Some authors tell a story. Some authors tell a good story. Some authors tell a good story and delved into the insight of the Thais' way of thinking. The final group of authors, and probably the best, tell a good story, explain what is happening with the locals, and perhaps most importantly of all, explain not just what is happening but WHY it is happening too. John Burdett is one of the few authors writing Bangkok novels that does this. Ever wondered why a corrupt Thai policeman would openly spend all of his money in Thailand rather than pump it into a Swiss bank account? You'll find the answer, and many other interesting things about Thailand in this novel.

The story is written in the first person with the main character a luk kreung (half Thai / half farang) from a relationship between a Thai prostitute and a customer who now finds himself as an honest cop in one of Bangkok's police districts. Boy oh boy, we're going for the really far fetched here! While there could well be such a copper out there, I have never seen nor heard of one. Thai coppers are a fairly homogenous group. And while this cop is luk kreung, he is not the biggest fan of Westerners and the West although he is honest to a fault, putting honesty ahead of honour and face.

The star follows the death of his partner and the unravelling of a peculiar case that is weird, even by Bangkok standards.

Needless to say, this book comes highly recommended and my favourite Bangkok novelist, Jake Needham, now has some real competition

What I liked: The author writes well, though his writing is not quite to my taste as say, Needham is. Purely subjective you must note! Great insight into the way the local police operate and such things as police funding.

What I didn't like: Any reference to ghosts in Thailand bores us silly and while it truly is a big thing for Thais, us farangs don't always warm to such stories. It is a running joke amongst expats about the way Thais are scared of ghosts and spirits.

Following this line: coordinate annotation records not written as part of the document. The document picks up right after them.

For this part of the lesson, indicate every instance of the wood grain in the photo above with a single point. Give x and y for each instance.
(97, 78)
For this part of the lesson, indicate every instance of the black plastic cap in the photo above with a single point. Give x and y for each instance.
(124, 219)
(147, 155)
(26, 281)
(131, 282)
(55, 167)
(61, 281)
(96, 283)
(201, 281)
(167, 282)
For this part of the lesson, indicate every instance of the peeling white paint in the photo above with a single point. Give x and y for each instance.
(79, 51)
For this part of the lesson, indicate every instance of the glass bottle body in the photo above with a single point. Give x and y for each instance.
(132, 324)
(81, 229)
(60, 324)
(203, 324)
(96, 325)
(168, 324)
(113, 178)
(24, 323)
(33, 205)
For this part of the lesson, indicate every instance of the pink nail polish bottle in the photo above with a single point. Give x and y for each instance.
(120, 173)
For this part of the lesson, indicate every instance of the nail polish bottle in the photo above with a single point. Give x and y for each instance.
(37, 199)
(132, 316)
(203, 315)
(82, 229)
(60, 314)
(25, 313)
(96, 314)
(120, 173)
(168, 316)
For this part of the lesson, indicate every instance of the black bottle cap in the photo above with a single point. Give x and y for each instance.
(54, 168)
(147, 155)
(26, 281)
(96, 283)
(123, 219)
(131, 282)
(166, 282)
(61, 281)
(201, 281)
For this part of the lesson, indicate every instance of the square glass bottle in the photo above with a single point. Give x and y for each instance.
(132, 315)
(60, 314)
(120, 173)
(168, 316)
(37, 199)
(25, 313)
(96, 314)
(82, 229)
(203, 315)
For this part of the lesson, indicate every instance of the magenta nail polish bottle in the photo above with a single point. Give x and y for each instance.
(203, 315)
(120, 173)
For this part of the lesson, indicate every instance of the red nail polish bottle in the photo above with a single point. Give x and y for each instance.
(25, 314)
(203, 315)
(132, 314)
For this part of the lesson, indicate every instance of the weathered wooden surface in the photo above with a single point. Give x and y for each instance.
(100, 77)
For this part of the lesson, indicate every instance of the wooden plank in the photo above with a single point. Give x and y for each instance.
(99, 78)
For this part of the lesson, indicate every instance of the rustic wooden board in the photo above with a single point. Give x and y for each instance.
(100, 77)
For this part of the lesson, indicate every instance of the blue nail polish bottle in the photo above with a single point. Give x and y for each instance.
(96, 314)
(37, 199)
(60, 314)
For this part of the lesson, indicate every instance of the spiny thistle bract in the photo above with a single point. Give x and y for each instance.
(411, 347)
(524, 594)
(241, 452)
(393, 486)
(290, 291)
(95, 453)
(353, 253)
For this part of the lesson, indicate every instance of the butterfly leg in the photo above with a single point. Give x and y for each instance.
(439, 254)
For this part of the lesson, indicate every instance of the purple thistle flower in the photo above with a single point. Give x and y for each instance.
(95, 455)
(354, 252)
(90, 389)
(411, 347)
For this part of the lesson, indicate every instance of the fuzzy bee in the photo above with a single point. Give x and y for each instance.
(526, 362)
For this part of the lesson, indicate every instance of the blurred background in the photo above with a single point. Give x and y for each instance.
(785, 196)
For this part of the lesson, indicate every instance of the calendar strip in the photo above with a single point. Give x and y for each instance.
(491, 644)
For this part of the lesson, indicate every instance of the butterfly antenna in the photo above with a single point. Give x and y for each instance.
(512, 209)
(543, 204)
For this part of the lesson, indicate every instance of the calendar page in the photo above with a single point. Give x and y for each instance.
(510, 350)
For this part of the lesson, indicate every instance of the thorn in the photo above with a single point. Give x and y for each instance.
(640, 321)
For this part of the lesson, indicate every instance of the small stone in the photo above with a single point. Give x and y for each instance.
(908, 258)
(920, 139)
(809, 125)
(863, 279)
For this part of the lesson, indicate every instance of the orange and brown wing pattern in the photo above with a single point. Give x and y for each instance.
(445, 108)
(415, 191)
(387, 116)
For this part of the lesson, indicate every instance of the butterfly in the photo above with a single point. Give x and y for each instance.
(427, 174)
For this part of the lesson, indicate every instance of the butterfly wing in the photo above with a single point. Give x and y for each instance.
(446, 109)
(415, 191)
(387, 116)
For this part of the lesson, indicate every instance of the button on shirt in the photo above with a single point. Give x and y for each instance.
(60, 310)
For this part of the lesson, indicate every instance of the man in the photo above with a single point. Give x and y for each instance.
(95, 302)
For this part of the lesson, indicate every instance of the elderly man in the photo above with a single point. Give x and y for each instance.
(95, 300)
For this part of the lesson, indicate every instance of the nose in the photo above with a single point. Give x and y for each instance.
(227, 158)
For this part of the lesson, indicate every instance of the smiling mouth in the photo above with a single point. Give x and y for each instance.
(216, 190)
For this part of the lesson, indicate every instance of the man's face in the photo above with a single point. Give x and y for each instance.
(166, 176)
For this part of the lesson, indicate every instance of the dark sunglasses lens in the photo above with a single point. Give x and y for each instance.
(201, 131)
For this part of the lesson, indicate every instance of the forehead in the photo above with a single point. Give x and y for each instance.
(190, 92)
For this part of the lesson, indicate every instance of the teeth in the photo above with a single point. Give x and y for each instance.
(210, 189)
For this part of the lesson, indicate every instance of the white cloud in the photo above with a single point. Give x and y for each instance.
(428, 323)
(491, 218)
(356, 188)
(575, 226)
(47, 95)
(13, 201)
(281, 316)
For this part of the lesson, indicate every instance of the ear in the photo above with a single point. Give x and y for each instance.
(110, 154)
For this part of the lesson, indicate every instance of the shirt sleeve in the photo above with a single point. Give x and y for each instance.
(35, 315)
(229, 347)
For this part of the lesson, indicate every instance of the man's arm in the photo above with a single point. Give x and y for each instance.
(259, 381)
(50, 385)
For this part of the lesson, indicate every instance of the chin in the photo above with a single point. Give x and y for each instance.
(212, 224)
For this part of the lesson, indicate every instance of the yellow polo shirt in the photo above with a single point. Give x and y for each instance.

Overall: Well worth reading and in my opinion one of the better Bangkok novels released in a while. My guess is that most people will enjoy it, but there will be a few who really do not like it because it is just that little bit different. Read the first chapter in the bookshop to see if it is for you. I'm looking forward to his next novel set here, though I didn't like it quite enough to buy one of his books set elsewhere, of which there are at least a couple.